I really need to set up some kind of build system, I use a Visual Studio solution and an Xcode project for Windows and Mac development, and whenever I change something in one I need to also change in the other. The versions of some of the dependencies are also different between the two platforms, which will eventually need to be fixed. Setting up something like CMake will allow me to streamline this process and also start making Linux builds periodically, but I'm so not looking forward to learning CMake's scripting language and since this doesn't really cause much pain during day to day development, I'm postponing it as much as possible 😭
Compile times are slow 😞 I am a bit conflicted on how high a priority this should have, because my Mac compiles lightning fast compared to my old Windows laptop, but there is plenty of room for optimizing the compile times. I've done a few such optimization passes in the past, with good results. I'm not a fan of all the hacks and workarounds C++ programmers seem to have to do in order to make up for this antiquated build system. I haven't taken a look at module support in a while, but I doubt Apple has it yet so...

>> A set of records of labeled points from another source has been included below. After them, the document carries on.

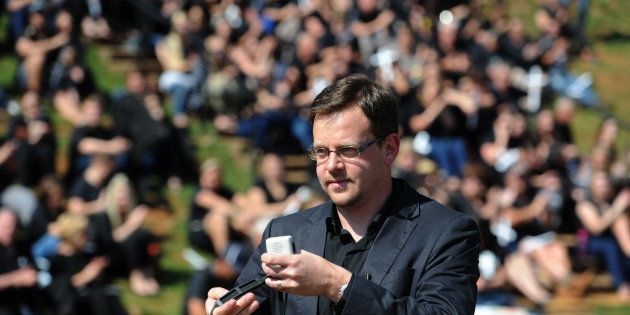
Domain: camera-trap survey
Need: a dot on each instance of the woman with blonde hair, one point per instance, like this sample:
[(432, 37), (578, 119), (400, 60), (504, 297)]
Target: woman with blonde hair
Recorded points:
[(120, 227)]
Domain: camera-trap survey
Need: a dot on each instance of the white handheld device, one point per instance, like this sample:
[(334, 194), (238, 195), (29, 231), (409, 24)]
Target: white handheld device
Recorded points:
[(280, 245)]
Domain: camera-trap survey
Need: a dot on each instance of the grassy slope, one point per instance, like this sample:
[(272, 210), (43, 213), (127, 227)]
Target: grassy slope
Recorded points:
[(608, 26)]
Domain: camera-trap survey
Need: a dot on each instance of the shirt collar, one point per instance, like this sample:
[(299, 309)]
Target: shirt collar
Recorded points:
[(333, 224)]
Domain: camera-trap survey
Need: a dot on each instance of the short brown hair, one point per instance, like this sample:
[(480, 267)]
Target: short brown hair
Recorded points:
[(379, 104)]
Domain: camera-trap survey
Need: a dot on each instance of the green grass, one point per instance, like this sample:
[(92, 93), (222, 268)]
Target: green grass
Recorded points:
[(608, 27)]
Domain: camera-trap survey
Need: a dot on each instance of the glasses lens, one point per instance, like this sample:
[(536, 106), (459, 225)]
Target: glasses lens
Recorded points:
[(321, 154), (348, 152)]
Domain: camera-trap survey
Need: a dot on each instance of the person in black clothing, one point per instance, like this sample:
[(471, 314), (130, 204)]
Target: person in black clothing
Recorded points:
[(51, 203), (93, 137), (33, 134), (79, 283), (85, 194), (120, 234), (16, 282)]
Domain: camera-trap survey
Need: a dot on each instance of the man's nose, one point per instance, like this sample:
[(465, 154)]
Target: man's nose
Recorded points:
[(334, 161)]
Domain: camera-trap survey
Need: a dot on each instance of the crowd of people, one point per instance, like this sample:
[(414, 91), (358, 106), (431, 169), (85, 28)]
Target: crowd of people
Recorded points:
[(485, 116)]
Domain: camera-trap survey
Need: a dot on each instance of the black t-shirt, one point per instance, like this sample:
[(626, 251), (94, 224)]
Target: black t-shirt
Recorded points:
[(342, 250), (84, 190)]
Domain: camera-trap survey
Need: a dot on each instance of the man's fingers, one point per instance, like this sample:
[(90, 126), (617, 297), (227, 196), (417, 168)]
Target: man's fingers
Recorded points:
[(245, 305), (275, 259), (216, 293), (252, 308)]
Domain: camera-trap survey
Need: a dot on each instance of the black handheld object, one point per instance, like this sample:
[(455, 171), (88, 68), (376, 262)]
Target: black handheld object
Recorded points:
[(237, 292)]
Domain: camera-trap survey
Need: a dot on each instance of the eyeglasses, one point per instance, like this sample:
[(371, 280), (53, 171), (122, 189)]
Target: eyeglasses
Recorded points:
[(321, 155)]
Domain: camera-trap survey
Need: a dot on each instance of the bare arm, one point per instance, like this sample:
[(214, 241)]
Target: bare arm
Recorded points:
[(423, 120), (26, 47), (596, 223), (99, 146), (23, 277)]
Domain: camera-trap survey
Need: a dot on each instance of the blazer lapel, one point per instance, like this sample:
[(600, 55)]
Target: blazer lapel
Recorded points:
[(386, 247), (312, 238)]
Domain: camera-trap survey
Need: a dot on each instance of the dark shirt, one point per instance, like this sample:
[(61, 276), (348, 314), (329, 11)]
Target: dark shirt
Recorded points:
[(342, 250)]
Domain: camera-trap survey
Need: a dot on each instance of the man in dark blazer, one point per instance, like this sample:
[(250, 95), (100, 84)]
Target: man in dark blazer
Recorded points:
[(378, 246)]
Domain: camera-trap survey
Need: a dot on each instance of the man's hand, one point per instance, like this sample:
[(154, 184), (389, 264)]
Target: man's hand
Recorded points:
[(245, 305), (304, 274)]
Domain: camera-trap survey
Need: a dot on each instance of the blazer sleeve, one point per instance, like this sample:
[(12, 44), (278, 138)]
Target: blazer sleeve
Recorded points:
[(445, 285), (253, 270)]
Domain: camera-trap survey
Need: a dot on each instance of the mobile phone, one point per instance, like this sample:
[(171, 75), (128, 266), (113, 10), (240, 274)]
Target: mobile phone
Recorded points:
[(238, 292), (275, 245), (280, 245)]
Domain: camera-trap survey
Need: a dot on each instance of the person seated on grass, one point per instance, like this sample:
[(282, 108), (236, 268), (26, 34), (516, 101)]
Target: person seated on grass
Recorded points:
[(85, 195), (33, 134), (525, 226), (119, 231), (16, 282), (36, 45), (604, 215), (92, 136), (209, 225), (79, 280)]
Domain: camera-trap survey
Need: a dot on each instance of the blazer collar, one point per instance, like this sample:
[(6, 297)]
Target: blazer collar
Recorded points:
[(387, 245)]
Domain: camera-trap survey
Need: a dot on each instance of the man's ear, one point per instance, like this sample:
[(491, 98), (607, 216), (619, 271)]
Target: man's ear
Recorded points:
[(392, 143)]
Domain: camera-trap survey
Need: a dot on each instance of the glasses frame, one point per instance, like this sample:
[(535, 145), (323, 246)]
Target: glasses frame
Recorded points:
[(312, 153)]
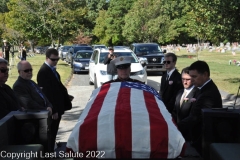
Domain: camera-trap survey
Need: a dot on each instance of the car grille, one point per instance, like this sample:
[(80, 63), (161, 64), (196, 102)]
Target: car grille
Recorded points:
[(155, 59), (133, 73)]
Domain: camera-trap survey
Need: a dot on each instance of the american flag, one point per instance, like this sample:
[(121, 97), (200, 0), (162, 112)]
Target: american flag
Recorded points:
[(126, 120)]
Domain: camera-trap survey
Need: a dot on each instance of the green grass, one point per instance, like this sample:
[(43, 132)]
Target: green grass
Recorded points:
[(63, 69), (224, 75)]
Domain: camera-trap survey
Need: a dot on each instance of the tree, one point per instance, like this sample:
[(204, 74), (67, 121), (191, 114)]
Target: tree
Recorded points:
[(218, 21), (52, 19), (113, 22)]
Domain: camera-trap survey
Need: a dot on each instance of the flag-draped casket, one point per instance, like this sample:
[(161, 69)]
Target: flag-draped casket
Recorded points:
[(126, 120)]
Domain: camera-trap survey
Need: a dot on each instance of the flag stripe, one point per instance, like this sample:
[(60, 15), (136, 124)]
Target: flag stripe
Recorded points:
[(106, 123), (158, 133), (125, 120), (140, 126), (89, 126), (123, 127), (176, 141)]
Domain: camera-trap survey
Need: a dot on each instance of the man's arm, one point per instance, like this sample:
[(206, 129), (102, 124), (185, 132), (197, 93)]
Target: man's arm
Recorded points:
[(25, 98), (107, 60)]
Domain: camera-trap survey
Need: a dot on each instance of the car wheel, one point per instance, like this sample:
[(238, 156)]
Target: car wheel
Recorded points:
[(95, 81)]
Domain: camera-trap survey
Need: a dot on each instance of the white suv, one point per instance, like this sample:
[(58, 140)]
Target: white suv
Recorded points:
[(98, 71)]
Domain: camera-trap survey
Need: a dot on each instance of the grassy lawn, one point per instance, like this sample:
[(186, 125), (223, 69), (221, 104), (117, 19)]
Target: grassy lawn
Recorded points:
[(224, 75), (63, 69)]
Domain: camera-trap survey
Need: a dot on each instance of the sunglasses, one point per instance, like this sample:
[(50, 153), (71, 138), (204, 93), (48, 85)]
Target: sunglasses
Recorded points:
[(4, 70), (27, 70), (54, 59), (184, 79), (168, 62)]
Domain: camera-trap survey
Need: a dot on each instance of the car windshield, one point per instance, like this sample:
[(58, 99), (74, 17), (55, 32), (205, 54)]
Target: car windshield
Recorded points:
[(82, 48), (83, 55), (66, 48), (148, 49), (131, 54)]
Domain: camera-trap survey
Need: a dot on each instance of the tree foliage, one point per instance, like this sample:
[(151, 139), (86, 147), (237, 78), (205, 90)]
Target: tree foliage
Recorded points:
[(115, 22)]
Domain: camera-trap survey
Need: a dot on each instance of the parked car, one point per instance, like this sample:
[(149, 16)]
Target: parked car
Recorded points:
[(38, 50), (98, 71), (73, 50), (63, 51), (81, 61), (152, 53), (98, 46)]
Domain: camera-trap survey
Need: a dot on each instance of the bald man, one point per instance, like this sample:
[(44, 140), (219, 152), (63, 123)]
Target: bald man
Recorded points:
[(28, 92)]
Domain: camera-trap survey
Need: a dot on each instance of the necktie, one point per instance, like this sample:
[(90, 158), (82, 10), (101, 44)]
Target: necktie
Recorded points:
[(38, 91), (167, 77), (183, 96), (55, 73)]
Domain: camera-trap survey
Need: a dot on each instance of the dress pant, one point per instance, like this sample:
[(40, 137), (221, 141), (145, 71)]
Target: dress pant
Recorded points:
[(7, 56), (53, 133)]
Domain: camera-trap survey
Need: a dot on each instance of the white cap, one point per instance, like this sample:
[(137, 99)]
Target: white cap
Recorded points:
[(122, 62)]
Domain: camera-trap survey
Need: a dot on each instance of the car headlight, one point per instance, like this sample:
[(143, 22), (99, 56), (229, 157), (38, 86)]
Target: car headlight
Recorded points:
[(143, 60), (103, 72), (77, 64), (141, 72)]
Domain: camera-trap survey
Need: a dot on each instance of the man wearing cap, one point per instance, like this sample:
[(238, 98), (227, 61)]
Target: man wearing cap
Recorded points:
[(8, 99), (123, 65), (6, 49), (111, 69)]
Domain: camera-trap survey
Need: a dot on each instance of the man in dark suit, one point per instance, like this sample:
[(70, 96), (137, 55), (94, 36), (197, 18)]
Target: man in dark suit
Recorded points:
[(6, 49), (171, 82), (50, 81), (8, 99), (111, 69), (184, 100), (27, 91), (208, 96)]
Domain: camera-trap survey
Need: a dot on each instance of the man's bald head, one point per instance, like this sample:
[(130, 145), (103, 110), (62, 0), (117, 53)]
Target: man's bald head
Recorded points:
[(25, 70)]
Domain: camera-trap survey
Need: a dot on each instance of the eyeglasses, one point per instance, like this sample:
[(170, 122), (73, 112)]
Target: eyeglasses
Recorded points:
[(183, 79), (54, 59), (4, 70), (168, 62), (27, 70)]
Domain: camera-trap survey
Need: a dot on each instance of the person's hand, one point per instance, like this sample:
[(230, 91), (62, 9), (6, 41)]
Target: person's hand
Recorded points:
[(110, 55), (55, 116), (50, 110)]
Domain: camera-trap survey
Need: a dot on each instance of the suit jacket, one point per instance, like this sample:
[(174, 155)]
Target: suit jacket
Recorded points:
[(54, 90), (28, 95), (181, 112), (207, 97), (111, 68), (8, 101), (168, 92)]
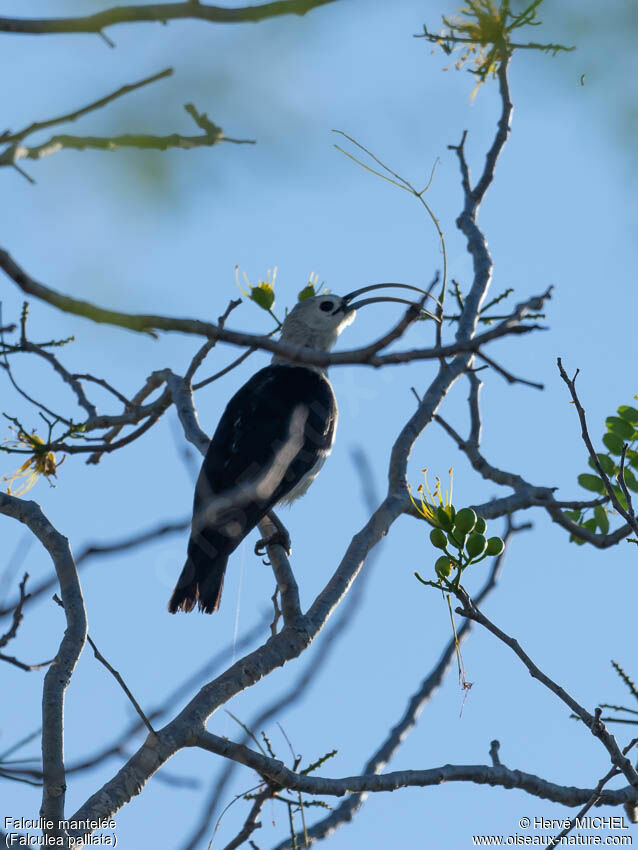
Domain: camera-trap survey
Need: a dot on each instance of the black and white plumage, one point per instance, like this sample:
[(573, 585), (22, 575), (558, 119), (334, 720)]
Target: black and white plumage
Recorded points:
[(270, 444)]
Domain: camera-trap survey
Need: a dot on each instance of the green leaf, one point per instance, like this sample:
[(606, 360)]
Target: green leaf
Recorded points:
[(613, 442), (602, 520), (628, 413), (591, 482), (620, 426), (630, 480), (609, 467), (619, 495)]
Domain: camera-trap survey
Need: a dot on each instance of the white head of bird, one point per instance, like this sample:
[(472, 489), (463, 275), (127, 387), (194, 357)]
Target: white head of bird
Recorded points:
[(316, 322)]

I need to set up an experiment to see what it'd be like for two or more developers to try to work on the same DuskEngine project, through something like branches and PRs in Git. Everything is text (JSON), but I'm not yet sure how smooth it would be. I know collaboration can be a major PITA, and would like to run into issues and fix them ASAP.
Another feature is the asset store functionality, which at the moment is more or less a stub, but on which I'd like to continue work sometime in the near future. This is so that the issue that some assets can come from a server somewhere, and need to support updating when new versions get released, is tackled as soon as possible.
On a somewhat tangential topic, I'm not yet sure how I'm going to handle having the games download assets while running, like how mobile games do it for example.
Also, two things I'd like to add in the future is support for web and at least one mobile platform (probably iOS because I already have the Metal renderer). Web is the most important because it'd make sharing builds with the world much easier. Mobile is so I get to see what packaging a game would work like under the constraints of mobile platforms.